MP1102 displayed lower cytotoxicity than NZ2114

The survival rates of RAW 264.7 macrophages were up to 100% and 85.9% when exposed to 128 and 256 μg/ml vancomycin, respectively (Supplementary Fig. S3). The survival rates of cells treated with NZ2114 were 41.8–82% at concentrations ranging from 256 to 16 μg/ml, respectively, and were higher than towards human THP-1 monocytes[17], indicating its potent cytotoxicity against RAW 264.7 macrophages. The viability of cells treated with MP1102 was significantly lower than that of vancomycin. MP1102 toxicity was not observed up to a concentration of 32 μg/ml (survival rate >91.6%), though the survival rate was 61.2% at the 256 μg/ml concentration, indicating that MP1102 had weaker toxicity against RAW 264.7 macrophages than NZ2114.
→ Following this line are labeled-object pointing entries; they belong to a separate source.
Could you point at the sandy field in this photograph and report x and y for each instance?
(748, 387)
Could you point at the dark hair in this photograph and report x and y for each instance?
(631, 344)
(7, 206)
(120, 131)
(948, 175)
MP1102 and NZ2114 were internalized and distributed in the cytoplasm in RAW 264.7 macrophages

The fluorescent dye propidium iodide (PI), which can penetrate the damaged cell membrane, was used to determine the membrane penetration ability of MP1102 and NZ2114. The percentage of PI-staining in cells untreated with peptides was 0.055%, indicating the integrity of the cell membrane. After treatment with 25 and 250 μg/ml MP1102, the percentages of PI-staining in cells were 0.091% and 0.51%, respectively, indicating that MP1102 had poor cell penetrability; the percentages of PI-staining in cells treated with NZ2114 were 0.142% and 5.34%, respectively (Supplementary Fig. S4), suggesting that NZ2114 was more penetrable than MP1102.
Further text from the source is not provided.